CAN bus stops working after awhile

I’m seeing a problem when running CAN bus for a few hours, the transmit stops working and no errors in the statistics are indicated. I was able to repro the issue using canfdtest which is part of can-utils, so this excludes any of our application code. I also tested using PEAK USB-CAN X6 and same problem occurs.

I’m using AutoChauffeur running 5.0.5.0b. I have CAN_5 looped to CAN_6 with 120 ohm termination between them.

Repro sequence

Tegra-A
sudo apt-get install can-utils
sudo ip link set can0 type can bitrate 500000
sudo ip link set up can0
canfdtest -v can0

Tegra-B
sudo apt-get install can-utils
sudo ip link set can1 type can bitrate 500000
sudo ip link set up can1
canfdtest -v -g can1 -l 999999999

After some random time, I’ve seen 10 min to 5 hrs, the test gets stuck and ifconfig counters show nothing happening. Typically the CAN which is configured as “listener” (without the -g) is the one stuck and process shows 100% CPU utilization. I can’t kill it with Ctrl-C, only a kill -9.

Dear gordon1zrra,

Could you file a bug for your topic with detail description? We will look into it.
Please login to https://developer.nvidia.com/drive with your credentials. Please check MyAccount->MyBugs->Submit a new bug to file bug.
Please share ID here to follow up. Thanks.

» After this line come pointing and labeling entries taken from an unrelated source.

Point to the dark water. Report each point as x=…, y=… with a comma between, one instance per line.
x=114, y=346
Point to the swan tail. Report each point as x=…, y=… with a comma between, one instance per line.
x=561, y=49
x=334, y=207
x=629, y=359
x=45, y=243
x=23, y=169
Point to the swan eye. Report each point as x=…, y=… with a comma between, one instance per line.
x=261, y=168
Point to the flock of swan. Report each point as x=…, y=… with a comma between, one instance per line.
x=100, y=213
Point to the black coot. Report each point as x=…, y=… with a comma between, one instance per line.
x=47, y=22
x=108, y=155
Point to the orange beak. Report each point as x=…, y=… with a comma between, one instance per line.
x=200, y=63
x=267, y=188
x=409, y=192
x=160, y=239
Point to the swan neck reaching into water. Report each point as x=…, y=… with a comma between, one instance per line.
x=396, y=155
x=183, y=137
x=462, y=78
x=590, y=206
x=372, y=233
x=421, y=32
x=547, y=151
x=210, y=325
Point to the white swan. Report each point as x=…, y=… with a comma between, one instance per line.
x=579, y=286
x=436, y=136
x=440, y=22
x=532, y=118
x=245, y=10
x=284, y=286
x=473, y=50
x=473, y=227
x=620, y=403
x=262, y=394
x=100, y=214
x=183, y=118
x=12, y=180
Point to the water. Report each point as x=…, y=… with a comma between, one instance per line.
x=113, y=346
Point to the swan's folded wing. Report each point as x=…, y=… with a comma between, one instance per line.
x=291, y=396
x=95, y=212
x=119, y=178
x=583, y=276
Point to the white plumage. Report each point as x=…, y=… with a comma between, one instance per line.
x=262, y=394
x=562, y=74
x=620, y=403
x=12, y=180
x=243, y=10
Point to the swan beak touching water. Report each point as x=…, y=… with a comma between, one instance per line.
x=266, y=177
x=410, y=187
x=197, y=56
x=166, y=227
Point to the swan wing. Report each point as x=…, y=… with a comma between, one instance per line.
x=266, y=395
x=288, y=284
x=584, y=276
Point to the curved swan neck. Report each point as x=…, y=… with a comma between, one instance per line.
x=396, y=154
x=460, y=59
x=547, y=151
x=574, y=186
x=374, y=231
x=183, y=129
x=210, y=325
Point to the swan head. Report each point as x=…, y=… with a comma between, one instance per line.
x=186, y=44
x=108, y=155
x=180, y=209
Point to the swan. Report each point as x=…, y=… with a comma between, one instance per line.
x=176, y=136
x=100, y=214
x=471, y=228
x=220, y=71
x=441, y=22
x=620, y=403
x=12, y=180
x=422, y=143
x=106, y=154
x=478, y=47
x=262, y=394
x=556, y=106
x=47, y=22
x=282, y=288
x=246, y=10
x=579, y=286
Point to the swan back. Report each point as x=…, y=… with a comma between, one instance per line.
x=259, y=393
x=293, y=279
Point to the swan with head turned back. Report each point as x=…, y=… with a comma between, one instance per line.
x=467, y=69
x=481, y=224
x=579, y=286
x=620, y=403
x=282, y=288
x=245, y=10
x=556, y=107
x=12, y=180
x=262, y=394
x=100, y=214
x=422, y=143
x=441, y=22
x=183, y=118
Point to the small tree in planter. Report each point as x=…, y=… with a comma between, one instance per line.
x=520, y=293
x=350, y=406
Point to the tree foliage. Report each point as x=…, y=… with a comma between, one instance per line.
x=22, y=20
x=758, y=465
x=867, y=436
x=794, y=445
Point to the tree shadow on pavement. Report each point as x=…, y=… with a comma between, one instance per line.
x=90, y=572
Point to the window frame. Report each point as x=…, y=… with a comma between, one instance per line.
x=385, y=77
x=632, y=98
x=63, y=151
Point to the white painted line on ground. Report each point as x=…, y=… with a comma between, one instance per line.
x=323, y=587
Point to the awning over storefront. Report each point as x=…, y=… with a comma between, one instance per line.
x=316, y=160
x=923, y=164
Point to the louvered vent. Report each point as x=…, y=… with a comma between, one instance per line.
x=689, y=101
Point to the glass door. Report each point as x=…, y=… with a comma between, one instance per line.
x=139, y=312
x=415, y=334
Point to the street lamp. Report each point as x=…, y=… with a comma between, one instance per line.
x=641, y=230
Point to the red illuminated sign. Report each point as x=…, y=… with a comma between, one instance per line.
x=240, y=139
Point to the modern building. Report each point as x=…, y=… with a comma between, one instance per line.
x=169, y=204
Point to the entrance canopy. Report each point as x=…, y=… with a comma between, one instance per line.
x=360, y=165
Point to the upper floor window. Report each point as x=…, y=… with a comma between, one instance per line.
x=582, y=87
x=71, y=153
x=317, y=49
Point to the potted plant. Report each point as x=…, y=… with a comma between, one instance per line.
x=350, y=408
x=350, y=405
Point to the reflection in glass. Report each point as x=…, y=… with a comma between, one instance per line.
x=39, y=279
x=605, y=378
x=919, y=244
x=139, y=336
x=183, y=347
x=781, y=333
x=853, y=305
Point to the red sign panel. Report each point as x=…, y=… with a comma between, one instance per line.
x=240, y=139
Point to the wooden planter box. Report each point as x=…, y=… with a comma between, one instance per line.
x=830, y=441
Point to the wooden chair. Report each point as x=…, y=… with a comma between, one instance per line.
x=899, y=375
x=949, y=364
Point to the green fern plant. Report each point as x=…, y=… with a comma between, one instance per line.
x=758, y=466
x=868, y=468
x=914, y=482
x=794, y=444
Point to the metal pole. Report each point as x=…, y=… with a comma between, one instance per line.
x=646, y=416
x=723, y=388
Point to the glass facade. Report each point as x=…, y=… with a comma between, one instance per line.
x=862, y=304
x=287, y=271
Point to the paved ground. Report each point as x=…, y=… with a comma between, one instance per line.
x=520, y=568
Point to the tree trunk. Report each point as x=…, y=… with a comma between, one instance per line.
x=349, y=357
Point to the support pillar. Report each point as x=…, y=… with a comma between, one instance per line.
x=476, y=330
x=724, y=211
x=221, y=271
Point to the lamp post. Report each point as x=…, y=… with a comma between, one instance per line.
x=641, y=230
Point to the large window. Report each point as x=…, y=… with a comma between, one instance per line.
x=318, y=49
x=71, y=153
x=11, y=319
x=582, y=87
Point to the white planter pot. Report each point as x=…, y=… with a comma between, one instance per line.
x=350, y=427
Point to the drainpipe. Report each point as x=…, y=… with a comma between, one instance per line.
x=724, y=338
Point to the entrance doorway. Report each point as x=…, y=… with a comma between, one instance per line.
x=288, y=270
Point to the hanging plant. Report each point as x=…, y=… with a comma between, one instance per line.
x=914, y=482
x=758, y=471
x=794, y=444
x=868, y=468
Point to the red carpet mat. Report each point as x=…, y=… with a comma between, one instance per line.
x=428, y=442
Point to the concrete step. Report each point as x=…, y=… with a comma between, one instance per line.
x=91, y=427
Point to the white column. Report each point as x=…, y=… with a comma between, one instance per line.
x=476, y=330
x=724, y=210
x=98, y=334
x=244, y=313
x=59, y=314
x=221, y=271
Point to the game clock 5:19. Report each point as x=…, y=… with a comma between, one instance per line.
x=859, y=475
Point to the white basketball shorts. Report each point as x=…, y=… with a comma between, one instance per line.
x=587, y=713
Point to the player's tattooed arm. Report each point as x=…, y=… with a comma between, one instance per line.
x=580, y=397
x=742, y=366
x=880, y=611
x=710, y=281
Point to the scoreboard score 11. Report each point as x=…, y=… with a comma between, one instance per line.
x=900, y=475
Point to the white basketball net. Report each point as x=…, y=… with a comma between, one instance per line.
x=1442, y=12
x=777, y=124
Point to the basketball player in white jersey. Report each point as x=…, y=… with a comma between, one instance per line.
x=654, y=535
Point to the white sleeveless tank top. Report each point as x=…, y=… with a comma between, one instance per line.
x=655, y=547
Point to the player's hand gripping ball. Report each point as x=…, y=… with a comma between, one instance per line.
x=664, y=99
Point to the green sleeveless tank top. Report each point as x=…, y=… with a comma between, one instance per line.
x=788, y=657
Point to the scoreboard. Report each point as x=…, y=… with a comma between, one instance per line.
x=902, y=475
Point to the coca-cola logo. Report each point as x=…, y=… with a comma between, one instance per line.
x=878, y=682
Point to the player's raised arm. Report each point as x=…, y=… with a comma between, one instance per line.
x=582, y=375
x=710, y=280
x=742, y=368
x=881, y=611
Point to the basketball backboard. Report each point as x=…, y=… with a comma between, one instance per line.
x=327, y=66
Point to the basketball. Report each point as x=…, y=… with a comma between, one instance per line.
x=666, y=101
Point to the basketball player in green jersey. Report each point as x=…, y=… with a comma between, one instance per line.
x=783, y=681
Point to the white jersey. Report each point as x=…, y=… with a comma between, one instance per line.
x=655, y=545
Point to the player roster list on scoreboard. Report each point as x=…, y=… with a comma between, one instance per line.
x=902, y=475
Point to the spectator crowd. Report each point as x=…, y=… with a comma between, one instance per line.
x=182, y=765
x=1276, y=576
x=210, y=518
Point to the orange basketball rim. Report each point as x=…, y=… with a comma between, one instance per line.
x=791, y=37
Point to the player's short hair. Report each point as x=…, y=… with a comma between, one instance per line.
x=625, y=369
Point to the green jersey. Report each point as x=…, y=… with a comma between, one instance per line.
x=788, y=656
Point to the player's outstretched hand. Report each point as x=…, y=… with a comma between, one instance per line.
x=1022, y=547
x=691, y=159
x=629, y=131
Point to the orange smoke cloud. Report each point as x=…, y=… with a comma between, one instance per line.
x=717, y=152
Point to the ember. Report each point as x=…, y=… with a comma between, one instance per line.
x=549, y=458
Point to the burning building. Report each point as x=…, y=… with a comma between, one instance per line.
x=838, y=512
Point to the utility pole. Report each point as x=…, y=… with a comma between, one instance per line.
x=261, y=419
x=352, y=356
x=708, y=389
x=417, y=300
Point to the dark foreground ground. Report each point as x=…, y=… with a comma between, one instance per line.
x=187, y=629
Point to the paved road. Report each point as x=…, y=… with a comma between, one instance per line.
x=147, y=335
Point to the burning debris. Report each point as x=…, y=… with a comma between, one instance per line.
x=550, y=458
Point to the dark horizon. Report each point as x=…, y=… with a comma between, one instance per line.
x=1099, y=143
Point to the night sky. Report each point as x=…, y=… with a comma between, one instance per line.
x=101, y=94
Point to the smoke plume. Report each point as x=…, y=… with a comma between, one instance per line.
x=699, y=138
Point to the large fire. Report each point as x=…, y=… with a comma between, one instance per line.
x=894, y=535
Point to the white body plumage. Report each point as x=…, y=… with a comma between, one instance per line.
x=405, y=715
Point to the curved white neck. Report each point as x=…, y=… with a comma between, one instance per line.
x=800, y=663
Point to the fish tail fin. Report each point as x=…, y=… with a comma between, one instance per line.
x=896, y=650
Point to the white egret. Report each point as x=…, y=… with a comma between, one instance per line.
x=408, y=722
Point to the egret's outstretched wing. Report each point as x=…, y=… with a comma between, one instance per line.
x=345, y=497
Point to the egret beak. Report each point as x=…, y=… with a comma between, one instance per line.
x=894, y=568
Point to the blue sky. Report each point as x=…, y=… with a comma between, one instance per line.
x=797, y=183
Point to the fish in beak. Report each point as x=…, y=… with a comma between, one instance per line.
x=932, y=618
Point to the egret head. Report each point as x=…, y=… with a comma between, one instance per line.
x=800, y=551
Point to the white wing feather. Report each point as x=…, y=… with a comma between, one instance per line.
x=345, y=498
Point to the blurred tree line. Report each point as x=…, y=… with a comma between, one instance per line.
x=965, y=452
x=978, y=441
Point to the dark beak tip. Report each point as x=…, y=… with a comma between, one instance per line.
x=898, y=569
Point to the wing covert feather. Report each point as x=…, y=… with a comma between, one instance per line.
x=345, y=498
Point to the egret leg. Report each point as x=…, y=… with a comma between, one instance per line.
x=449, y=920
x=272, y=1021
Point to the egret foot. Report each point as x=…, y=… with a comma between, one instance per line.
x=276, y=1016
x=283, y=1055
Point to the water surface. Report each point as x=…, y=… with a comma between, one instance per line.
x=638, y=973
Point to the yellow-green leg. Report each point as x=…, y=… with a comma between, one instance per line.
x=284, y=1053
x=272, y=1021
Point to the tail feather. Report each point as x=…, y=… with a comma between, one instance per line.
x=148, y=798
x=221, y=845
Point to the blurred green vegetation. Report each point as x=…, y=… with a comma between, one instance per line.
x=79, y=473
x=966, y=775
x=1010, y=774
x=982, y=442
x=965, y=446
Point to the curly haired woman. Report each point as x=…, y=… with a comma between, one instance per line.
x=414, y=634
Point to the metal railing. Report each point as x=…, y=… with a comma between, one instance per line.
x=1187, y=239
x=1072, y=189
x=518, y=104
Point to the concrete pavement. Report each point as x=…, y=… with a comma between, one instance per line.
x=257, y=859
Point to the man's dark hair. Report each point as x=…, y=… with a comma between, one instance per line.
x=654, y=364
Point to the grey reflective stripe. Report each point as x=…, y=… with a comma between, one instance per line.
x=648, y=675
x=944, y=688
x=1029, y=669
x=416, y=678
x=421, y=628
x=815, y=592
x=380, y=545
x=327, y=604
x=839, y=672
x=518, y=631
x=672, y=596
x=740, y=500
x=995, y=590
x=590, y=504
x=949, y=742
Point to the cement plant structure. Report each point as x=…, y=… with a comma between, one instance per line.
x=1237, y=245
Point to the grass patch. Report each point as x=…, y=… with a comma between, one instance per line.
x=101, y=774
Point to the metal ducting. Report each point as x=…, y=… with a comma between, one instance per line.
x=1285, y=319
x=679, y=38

OK, I created ticket #2217751. Is it common procedure to close all open tickets after a while because I had a few tickets already open but they were recently closed without any comments.

Saw another problem when running same test where CAN messages are received out of order. Created ticket #2220832.

hello gordon1zrra,

seems we only reproduce CAN bus stops working issue here,
receiver side stuck there and cannot waiting for expect packet.

share the test failure message from our side,

Tegra-A
...NNNNNNNNNNNNNNNNNNNNNNNNNNNNNNNNNNNNNNNNNNNNNNNNNNNNNNNNNNNNNNNNNNNNNNNNNNNNNNNNNNNNNNNNNNNNNNNNNNNNNNNNNNNNNNNNNNNNNNNNNNNNNNNNNNNNNNNNNNNNNNNNNNNNNNNNNNNNNNNNNNNNNNNNNNNNNNNNNNNNNNNNNNNNNNNNNNNNNNNNNNNNNNNNNNNNNNNNNNNNNNNNNNNNNNNNNNNNNNNN

Tegra-B
...Databyte 0 mismatch !
expected: 0078: [8] 2f 30 31 32 33 34 35 36
received: 0078: [8] 39 3a 3b 3c 3d 3e 3f 40
Databyte 1 mismatch !
expected: 0078: [8] 2f 30 31 32 33 34 35 36
received: 0078: [8] 39 3a 3b 3c 3d 3e 3f 40
Databyte 2 mismatch !
expected: 0078: [8] 2f 30 31 32 33 34 35 36
received: 0078: [8] 39 3a 3b 3c 3d 3e 3f 40
Databyte 3 mismatch !
expected: 0078: [8] 2f 30 31 32 33 34 35 36
received: 0078: [8] 39 3a 3b 3c 3d 3e 3f 40
...

could you help to determine you got CAN message out-of-order issue?
please also share the steps about how to reproduce that issue.
thanks

Hi,
The error message “Databyte X mismatch” is the out of order issue. When stuck error occurs, there is NO error messages on either terminal.

From my testing, it seems out of order issue happens about twice as frequently as stuck issue. The canfdtest quits as soon as it detects any errors, so it’s harder to find the stuck issue.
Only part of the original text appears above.